Working in a Resto Business + How to be a Good Manager

There are certain things one have to deal with when working in a restaurant or in a food and beverage business.

For me, just to share an example from today is myself having to work long hours (10 hours minimum) with overtimes — which is not paid (but will be returned whenever it is not busy), for 6 days a week makes sleep so bleak!

So when I am off, I do want to sleep…and yes I sleep the whole day! I barely do any exercise nor activities now because of this. It’s not like working an office job from 9 to 6, where afterwards you can still go out and meet friends or do some groceries and household chores, this job requires your valuable time.

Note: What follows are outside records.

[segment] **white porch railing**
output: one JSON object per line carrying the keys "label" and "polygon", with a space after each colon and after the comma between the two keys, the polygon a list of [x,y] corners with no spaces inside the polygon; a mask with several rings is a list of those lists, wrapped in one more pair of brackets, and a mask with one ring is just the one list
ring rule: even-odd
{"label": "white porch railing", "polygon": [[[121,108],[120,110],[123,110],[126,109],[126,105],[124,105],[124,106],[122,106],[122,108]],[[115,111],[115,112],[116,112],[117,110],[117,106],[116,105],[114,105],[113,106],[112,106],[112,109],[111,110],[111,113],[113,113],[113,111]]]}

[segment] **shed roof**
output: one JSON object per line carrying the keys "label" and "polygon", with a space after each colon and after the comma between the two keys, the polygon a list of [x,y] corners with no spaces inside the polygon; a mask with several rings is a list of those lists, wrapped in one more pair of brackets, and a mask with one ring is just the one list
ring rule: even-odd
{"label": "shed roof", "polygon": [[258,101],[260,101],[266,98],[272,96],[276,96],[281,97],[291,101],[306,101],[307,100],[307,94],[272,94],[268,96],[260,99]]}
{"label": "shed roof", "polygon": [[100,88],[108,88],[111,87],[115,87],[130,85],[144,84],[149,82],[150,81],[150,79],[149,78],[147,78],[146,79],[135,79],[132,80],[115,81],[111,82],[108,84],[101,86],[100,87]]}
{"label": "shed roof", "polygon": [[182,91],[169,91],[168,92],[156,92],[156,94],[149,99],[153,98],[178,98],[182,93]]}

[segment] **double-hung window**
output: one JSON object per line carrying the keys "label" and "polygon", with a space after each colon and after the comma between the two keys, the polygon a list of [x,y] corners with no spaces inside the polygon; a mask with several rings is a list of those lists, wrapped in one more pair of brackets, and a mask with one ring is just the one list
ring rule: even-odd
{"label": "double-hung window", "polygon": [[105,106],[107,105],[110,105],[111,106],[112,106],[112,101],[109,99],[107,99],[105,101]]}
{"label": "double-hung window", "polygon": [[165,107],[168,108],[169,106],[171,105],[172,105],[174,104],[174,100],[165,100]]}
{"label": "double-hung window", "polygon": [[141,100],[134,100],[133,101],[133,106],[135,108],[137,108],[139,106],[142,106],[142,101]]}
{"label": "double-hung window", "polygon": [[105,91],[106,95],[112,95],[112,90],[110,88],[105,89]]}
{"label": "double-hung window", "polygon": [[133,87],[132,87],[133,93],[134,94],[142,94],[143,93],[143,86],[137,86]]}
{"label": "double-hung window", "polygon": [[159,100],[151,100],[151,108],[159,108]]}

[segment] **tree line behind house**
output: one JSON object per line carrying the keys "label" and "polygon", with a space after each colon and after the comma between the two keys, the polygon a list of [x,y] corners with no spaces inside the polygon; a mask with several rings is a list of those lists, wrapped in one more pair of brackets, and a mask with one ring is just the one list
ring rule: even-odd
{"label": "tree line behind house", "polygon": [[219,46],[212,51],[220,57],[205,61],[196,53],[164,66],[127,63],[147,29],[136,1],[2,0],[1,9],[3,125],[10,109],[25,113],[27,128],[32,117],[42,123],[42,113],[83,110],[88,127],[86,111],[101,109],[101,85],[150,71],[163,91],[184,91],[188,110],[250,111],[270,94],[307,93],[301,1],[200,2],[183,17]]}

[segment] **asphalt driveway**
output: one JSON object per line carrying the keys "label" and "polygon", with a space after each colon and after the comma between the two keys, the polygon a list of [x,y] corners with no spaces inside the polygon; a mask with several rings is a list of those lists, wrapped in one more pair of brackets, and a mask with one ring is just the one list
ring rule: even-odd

But what can management and managers do about this?

First of all they should understand who they are working with, lower their (or better yet have no) expectations of their staff. Learning requires time and lots of mistakes. However, if someone has the experience and they know what their doing, a leader should know how to mold them and not change it. 

I have respect for my colleagues and their roles, but if that respect is not given back with the role I have, I’m sorry for that person, because he might think he knows it all, but he should think twice specially with what’s going on with his staff.

Yes, people can come to me because they see the trust, that I care so they feel comfortable talking to me about things. TRUST is ceratinly something you have to acquire before getting the respect and credibility you want from your employees. It’s not just the title.

Here’s some tips from WorkAwesome

1. Do Your Job

First and foremost do your own job. Managing people isn’t an excuse to let them do the work whilst you look on. Of course, sometimes your job may involve being more strategic but your staff will respect you for doing what needs to be done and being willing to pitch in like everyone else at times. Many of us have had managers who use their role as an excuse to do less or attend more meetings. Get the balance right and earn respect from your staff.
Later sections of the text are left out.